The tangent vectors are a tangent space

If we write down a parameterization $\mathbf{x}: U \subset \mathbb{R}^n \rightarrow M$ of $M$ at $p = \mathbf{x}(0)$, then we can use the chain rule to write down the tangent vector to a curve $\alpha$ of a function $f$. Using the definition from earlier, $$ \alpha’(0)f = \left. \frac{d(f \circ \alpha)}{dt} \right|_{t=0}, $$

but $\alpha(t) = (x_1(t), \ldots, x_n(t))$, so

$$ \alpha’(0)f = \left. \frac{d}{dt} f(x_{1}(t), \ldots, x_{n}(t)) \right|_{t=0} $$

Applying the chain rule gives

$$ \alpha’(0)f = \sum_{j=1}^n x_i’(0) \left( \frac{\partial f}{\partial x_j} \right) = \left(\sum_{j=1}^n x_i’(0) \left( \frac{\partial}{\partial x_j} \right)_0 \right) f $$

It turns out (but can be checked!) that the vectors $\left( \frac{\partial}{\partial x_j} \right)_0$ are the tangent vectors of the coordinate curves in the parameterization given by $\mathbf{x}$. They define a basis of the vector space $T_pM$, associated with the parameterization $\mathbf{x}$.

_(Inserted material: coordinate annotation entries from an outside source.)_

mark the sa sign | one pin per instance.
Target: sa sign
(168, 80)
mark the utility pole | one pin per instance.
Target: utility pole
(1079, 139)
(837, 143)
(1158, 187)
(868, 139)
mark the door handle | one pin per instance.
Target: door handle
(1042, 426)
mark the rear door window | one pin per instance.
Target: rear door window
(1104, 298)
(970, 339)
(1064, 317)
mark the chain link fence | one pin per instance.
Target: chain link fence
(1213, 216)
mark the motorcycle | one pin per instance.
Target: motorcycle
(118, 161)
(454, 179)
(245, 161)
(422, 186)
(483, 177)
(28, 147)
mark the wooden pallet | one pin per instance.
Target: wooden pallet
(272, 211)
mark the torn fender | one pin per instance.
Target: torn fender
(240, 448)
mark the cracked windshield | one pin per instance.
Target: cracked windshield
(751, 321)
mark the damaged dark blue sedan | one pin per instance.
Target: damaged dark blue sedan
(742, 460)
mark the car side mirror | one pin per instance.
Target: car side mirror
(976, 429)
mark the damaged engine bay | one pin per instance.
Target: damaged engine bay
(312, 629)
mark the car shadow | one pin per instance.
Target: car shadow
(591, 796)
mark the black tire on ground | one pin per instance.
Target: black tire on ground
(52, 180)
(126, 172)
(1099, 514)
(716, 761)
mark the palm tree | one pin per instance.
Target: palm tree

One last theorem and definition

Definition (differential) Suppose you have a differentiable mapping $\varphi: M_1 \rightarrow M_2$ between manifolds, $p \in M_1$, then the differential of $\varphi$ at $p$, is denoted $d_p\varphi: T_pM_1 \rightarrow T_{\varphi(p)}M_2$, is defined as follows:

  1. Take a vector $\nu \in T_pM_1$
  2. Take a curve $\alpha : (-\epsilon, \epsilon) \rightarrow M_1$ with $\alpha(0) = p$ and $\alpha’(0) = \nu$
  3. Let $\beta = \varphi \circ \alpha$
  4. Define $d_p\varphi(\nu) = \beta’(0)$

It is a theorem to show that $d_p\varphi$ does not depend on the choice of $\alpha$.